But right now the tern season is about to begin. It is the end of March and the birds are due to fly in from Africa next month; hopefully they will breed and settle, have their chicks and watch them fledge, then leave again in August or September.
Halpin makes me a cup of tea. He’s happy here, he tells me. Even on his days off, he tends to stay on the point, rather than go and live it up in nearby Morston. His girlfriend, another birder whom he met on the osprey project five years ago, is currently in the South Atlantic tagging albatrosses.
‘I like living on site, it’s the best part of the job – it means you absorb the place in ways that you don’t if you’re commuting.

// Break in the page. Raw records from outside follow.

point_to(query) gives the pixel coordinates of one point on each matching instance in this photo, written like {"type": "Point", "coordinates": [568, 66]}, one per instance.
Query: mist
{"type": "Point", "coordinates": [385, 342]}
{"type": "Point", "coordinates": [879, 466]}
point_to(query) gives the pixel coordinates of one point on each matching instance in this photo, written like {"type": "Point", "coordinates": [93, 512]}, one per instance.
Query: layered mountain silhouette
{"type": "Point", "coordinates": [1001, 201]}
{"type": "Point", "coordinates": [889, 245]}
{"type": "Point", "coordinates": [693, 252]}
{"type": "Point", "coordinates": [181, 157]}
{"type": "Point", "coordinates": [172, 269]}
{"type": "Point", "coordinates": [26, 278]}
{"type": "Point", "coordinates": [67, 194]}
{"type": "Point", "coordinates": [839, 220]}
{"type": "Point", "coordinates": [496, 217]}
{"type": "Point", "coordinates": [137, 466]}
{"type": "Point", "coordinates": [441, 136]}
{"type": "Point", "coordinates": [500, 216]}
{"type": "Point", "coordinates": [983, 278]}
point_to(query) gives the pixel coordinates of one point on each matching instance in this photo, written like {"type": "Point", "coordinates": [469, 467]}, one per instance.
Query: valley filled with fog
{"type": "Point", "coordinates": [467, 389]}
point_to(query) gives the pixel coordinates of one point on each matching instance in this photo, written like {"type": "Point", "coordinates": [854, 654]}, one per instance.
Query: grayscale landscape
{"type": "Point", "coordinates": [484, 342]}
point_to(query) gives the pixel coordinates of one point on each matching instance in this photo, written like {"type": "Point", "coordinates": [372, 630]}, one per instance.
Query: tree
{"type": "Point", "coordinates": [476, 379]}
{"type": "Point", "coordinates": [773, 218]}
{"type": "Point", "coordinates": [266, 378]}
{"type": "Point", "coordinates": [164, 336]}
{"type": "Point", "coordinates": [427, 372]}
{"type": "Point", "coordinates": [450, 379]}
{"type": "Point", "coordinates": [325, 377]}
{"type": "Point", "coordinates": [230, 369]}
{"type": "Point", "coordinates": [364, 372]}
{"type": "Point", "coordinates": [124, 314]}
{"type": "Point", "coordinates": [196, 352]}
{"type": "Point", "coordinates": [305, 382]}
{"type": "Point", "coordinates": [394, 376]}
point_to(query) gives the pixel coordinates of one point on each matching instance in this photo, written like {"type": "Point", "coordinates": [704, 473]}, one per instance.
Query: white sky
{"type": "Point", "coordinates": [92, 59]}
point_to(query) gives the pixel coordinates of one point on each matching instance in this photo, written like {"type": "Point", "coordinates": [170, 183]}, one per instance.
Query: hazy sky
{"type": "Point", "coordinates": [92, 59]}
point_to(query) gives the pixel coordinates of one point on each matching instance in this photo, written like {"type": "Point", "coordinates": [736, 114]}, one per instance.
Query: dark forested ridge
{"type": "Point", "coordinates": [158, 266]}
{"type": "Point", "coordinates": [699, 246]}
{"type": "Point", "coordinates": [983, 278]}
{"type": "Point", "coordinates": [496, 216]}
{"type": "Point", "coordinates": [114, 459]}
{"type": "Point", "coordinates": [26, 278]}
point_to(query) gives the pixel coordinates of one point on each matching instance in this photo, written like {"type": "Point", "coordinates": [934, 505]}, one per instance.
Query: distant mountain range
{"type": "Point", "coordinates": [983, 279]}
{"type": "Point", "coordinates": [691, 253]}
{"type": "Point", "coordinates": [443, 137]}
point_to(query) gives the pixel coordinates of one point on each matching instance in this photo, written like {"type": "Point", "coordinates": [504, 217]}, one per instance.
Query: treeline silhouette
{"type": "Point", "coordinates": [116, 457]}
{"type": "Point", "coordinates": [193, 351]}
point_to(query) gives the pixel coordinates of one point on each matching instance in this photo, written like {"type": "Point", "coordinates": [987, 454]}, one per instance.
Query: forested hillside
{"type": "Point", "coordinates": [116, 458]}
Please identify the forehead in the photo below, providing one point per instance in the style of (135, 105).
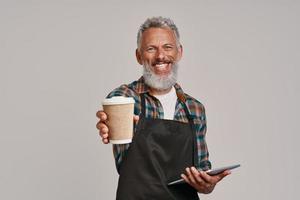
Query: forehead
(158, 35)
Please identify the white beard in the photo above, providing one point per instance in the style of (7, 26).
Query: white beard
(160, 82)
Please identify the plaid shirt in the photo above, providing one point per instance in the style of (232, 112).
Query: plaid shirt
(154, 110)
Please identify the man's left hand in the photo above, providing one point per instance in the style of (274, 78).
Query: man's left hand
(201, 181)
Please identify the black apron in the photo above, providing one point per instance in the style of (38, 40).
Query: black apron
(160, 151)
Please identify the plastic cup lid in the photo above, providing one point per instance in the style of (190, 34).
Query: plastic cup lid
(118, 100)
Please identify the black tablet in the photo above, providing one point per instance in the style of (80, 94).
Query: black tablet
(210, 172)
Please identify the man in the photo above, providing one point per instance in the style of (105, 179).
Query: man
(169, 139)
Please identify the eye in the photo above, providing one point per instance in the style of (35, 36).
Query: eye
(168, 47)
(150, 49)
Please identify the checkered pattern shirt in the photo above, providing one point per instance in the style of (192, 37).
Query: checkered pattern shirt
(154, 110)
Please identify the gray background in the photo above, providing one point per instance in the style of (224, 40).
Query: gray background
(59, 59)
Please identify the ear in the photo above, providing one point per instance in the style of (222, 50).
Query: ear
(180, 52)
(138, 56)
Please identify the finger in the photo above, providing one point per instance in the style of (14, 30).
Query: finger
(197, 176)
(136, 118)
(223, 175)
(190, 175)
(185, 178)
(102, 127)
(104, 136)
(101, 115)
(207, 178)
(105, 140)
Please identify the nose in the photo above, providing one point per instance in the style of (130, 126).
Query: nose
(160, 54)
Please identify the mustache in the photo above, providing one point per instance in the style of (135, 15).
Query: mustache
(164, 60)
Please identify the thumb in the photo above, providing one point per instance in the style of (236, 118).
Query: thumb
(136, 119)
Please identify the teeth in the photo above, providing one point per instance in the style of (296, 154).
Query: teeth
(161, 65)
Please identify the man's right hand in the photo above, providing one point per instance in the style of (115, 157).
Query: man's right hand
(103, 128)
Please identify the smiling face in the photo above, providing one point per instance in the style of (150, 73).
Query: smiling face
(159, 54)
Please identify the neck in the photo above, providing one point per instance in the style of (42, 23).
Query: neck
(159, 92)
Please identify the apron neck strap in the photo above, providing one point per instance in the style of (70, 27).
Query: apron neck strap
(181, 98)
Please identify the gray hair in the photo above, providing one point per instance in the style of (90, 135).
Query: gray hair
(157, 22)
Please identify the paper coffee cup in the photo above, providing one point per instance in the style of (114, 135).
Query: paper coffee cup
(119, 112)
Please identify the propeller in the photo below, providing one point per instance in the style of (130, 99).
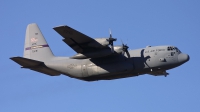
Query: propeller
(111, 40)
(125, 49)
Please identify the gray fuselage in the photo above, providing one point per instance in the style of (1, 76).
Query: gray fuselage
(150, 60)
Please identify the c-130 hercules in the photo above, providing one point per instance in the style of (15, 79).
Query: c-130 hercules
(96, 59)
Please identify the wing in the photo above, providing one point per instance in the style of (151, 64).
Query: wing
(79, 42)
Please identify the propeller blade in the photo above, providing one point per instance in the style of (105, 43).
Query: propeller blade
(127, 53)
(125, 49)
(110, 33)
(110, 40)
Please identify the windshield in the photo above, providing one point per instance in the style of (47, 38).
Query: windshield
(171, 48)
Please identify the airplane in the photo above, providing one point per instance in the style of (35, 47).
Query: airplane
(96, 58)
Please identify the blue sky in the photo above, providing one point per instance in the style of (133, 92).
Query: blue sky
(138, 23)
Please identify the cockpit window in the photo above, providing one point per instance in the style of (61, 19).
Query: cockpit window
(171, 48)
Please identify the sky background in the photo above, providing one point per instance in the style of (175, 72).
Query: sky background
(138, 23)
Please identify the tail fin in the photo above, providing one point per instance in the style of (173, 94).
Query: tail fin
(36, 46)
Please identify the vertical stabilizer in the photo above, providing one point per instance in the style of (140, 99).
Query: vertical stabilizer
(36, 47)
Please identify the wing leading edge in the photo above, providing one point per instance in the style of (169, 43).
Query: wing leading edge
(78, 41)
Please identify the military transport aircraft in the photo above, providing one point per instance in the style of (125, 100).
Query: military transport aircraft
(96, 59)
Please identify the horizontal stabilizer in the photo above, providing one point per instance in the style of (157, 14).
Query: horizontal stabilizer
(35, 66)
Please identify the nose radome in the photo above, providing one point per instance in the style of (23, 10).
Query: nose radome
(182, 58)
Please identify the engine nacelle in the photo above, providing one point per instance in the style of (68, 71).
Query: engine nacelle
(99, 53)
(101, 42)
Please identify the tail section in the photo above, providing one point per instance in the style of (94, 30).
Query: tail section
(36, 47)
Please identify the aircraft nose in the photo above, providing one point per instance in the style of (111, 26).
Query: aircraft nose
(182, 58)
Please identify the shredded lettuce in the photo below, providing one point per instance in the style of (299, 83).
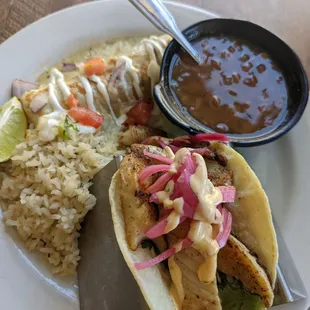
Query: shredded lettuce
(234, 297)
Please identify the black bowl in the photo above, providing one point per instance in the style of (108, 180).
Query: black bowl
(279, 51)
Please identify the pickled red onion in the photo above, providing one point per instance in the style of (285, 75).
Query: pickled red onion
(223, 235)
(148, 171)
(163, 159)
(186, 243)
(228, 193)
(173, 148)
(201, 137)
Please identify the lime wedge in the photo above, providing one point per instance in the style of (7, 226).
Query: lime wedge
(13, 125)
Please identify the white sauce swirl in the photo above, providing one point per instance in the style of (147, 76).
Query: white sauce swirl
(89, 93)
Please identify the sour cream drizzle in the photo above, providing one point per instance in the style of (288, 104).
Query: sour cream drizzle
(89, 93)
(154, 47)
(60, 80)
(52, 94)
(206, 214)
(132, 71)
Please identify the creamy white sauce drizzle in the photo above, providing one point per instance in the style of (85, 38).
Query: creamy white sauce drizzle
(103, 90)
(85, 129)
(52, 95)
(206, 216)
(156, 47)
(129, 68)
(89, 93)
(60, 80)
(209, 196)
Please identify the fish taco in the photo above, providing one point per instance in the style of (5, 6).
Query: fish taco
(194, 225)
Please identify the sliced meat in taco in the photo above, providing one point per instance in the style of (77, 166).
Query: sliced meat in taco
(190, 200)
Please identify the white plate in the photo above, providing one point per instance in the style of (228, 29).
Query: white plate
(282, 166)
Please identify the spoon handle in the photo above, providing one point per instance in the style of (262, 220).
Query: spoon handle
(161, 18)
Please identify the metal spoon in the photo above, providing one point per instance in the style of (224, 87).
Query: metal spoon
(161, 18)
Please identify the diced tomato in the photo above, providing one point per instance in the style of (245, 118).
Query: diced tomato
(94, 66)
(86, 117)
(139, 114)
(72, 101)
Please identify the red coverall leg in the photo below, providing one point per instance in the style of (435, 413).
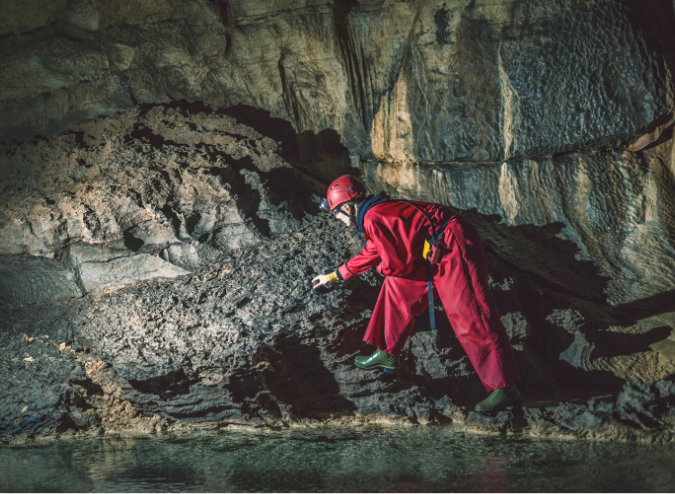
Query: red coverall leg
(461, 281)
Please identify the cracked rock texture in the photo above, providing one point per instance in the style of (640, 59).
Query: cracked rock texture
(160, 168)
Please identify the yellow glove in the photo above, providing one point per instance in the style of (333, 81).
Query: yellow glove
(325, 278)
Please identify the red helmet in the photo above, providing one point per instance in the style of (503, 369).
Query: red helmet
(341, 190)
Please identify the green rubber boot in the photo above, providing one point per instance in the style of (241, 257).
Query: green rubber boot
(499, 399)
(380, 359)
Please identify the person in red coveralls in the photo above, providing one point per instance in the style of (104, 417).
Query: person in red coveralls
(399, 236)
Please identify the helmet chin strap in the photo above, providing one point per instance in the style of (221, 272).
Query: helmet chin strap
(351, 217)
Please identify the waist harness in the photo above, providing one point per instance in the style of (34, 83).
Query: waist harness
(433, 250)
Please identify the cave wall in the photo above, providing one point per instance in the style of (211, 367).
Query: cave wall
(522, 110)
(159, 160)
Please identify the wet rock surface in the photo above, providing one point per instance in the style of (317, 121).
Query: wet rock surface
(160, 176)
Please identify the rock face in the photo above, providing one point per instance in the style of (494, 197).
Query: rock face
(161, 163)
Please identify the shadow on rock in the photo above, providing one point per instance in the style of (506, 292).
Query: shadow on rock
(295, 374)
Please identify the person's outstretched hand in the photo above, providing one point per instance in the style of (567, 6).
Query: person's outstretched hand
(322, 280)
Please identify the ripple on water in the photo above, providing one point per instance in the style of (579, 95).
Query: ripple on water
(369, 459)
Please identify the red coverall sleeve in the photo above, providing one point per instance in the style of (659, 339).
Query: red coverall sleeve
(393, 251)
(360, 263)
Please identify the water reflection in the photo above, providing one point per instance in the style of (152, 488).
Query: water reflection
(386, 459)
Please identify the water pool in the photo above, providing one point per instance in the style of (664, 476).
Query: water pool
(368, 459)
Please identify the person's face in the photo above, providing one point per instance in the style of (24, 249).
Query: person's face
(343, 213)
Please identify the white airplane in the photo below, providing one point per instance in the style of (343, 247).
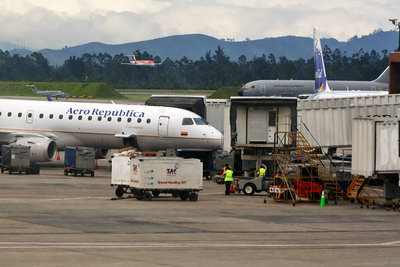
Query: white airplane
(50, 126)
(321, 82)
(136, 62)
(48, 94)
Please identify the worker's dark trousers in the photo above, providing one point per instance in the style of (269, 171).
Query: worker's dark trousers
(227, 187)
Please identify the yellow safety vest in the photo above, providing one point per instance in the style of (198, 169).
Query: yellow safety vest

It almost becomes a part of you and you get a much finer appreciation for what’s going on. It’s like my garden, and just being amongst the wildlife is such a big plus.’
A lot of his job involves protecting the wildlife from predators: rats have always been a problem – they have laid down 280 tamper-proof rat boxes with poisoned bait – the idea being to limit the rat population, rather than wipe them out completely which would be impossible anyway.
Then there are the kestrels, which are partial to snatching the chicks. The solution is to distract them with alternative food during the terns’ chick-rearing period. ‘We have a little table set up, ideally close to where the kestrel is nesting, because birds of prey in particular are fundamentally lazy and would rather help themselves to food nearby than have to bother with a load of angry terns.’
A picnic table? What do you put on it?
‘Day-old chicks,’ he says. ‘And dead mice.’
Nice.
Halpin smiles. ‘We get them online. They come in vacuum-packed bags from a reptile place, called something like deadmice.com.’
They can’t do much about foxes but there aren’t many of them; if they have a persistent offender a contractor will come and shoot it. ‘It’s not pleasant but it’s the reality of conservation and it has to be done – we can’t afford to lose the terns.’ Large gulls are another problem. The rangers have to conduct an activity called ‘gull disturbance’. It’s a tricky one, says Halpin, ‘because they’re not doing very well either. Herring gulls are red-listed [highest priority] and lesser black-backs are amber-listed.’ So they have a few different techniques to discourage them – devices that play recorded distress calls of gulls, for example.
How about rap music? ‘Gulls can habituate very quickly and are very clever, so it doesn’t take long to figure out that something is not a threat. The distress call is species-specific and has a bit more of a biological impetus.’